ピロリ菌(Helicobacter pylori)とは、らせん状の形をした細菌で人の胃の粘膜に感染し、慢性的な感染から胃がん・萎縮性胃炎・MALTリンパ腫などを引き起こす起因菌と言われています。ピロリ菌の発見は、西オーストラリアのウォーレン医師とマーシャル医師により発見され、ピロリ菌が胃炎や胃がんに関与することを証明し、2005年にノーベル賞を受賞しました。ピロリ菌に感染すると、すぐには胃がんにはなりません。ほとんどの場合無症状感染が持続し、胃の慢性的な炎症から胃粘膜に萎縮などをもたらし、数十年かけて胃がんが発生します。

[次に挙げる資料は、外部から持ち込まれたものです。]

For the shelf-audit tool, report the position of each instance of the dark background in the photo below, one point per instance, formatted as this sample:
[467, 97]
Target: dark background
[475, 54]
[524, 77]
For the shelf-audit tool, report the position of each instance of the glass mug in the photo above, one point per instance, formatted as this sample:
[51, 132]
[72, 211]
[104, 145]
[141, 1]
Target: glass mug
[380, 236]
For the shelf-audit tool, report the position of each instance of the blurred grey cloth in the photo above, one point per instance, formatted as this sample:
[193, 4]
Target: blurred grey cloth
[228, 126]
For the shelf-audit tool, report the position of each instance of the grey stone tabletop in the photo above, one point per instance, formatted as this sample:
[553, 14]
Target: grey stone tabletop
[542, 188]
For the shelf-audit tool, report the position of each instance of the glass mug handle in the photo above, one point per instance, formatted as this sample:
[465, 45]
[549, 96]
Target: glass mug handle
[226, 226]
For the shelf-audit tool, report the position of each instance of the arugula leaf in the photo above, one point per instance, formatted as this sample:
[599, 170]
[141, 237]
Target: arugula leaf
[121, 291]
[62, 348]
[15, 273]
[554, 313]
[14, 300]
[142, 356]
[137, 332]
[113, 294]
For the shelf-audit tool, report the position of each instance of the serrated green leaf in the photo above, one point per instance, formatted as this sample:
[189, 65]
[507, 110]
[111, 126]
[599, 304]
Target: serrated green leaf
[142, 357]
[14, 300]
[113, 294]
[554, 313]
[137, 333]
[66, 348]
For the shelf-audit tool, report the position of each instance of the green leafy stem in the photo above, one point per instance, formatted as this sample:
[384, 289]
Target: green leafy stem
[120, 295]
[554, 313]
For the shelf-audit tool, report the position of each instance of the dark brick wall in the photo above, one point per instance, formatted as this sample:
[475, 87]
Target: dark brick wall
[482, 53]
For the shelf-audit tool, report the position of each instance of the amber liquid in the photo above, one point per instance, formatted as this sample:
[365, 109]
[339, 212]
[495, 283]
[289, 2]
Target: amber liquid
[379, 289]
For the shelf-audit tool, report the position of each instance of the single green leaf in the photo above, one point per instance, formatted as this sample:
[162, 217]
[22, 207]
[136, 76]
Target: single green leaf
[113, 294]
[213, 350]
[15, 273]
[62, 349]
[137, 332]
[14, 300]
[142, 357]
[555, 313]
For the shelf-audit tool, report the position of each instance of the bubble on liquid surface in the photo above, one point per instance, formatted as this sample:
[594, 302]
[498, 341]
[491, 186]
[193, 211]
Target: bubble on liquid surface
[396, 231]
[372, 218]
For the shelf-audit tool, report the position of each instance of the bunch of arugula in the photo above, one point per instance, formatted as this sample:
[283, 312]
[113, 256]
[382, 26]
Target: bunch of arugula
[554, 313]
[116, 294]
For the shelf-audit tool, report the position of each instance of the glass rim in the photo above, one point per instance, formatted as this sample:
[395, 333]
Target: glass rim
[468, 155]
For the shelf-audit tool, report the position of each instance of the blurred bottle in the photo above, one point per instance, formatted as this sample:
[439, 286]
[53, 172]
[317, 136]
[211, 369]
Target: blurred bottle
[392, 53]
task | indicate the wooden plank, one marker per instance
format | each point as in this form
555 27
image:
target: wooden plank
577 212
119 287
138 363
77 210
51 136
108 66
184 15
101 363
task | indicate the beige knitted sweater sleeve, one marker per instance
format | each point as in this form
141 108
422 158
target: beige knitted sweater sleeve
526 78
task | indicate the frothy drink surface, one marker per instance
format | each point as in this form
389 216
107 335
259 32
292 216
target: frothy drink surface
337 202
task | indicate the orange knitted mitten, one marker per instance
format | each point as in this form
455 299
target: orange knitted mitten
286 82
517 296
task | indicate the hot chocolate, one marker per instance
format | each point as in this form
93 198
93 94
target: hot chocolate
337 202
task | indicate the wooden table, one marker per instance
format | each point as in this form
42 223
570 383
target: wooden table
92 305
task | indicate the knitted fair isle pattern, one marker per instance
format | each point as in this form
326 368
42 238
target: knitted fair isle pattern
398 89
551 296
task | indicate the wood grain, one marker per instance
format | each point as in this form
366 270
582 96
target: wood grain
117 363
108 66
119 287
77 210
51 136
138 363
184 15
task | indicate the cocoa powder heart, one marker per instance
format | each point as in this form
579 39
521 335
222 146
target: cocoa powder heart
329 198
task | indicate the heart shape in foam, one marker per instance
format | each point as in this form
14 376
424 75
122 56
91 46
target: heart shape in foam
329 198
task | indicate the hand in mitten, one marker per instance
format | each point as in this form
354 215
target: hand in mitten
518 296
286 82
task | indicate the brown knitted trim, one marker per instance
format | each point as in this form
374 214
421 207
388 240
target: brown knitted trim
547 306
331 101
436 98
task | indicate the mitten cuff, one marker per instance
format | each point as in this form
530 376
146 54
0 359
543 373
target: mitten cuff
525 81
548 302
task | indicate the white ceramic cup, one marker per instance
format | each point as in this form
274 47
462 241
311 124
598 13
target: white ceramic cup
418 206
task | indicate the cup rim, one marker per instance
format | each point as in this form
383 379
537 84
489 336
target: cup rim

ピロリ菌の治療は、抗菌薬の経口投与により行われ、ピロリ菌の除菌治療を行い除菌に成功すると胃がんの発症が抑制されることが明らかになり、萎縮が進まないうちに除菌する方が胃がんの予防効果が高いことも判明しています。これらの研究成果から2014年にはWHOの国際癌研究機関は胃がん予防としてピロリ除菌を行なうことを勧告しました。

ピロリ菌の感染率(年代別感染率の年次推移より)

以下のグラフは、年代別にピロリ菌の感染率を示したものになります。年代別で保菌率が異なり、40代から70代では、40%~70%が保菌しているとされ、保菌率の高い傾向にあります。一方10代から20代の保菌率は、10%くらいと低い傾向にあります。また、1974年と2014年の各年代の感染率を比較すると、減少傾向にあります。減少した原因は、水道管の整備などの衛生環境の向上とここ20年でピロリ菌除菌治療の保険適用がされ感染率が下がったとされます。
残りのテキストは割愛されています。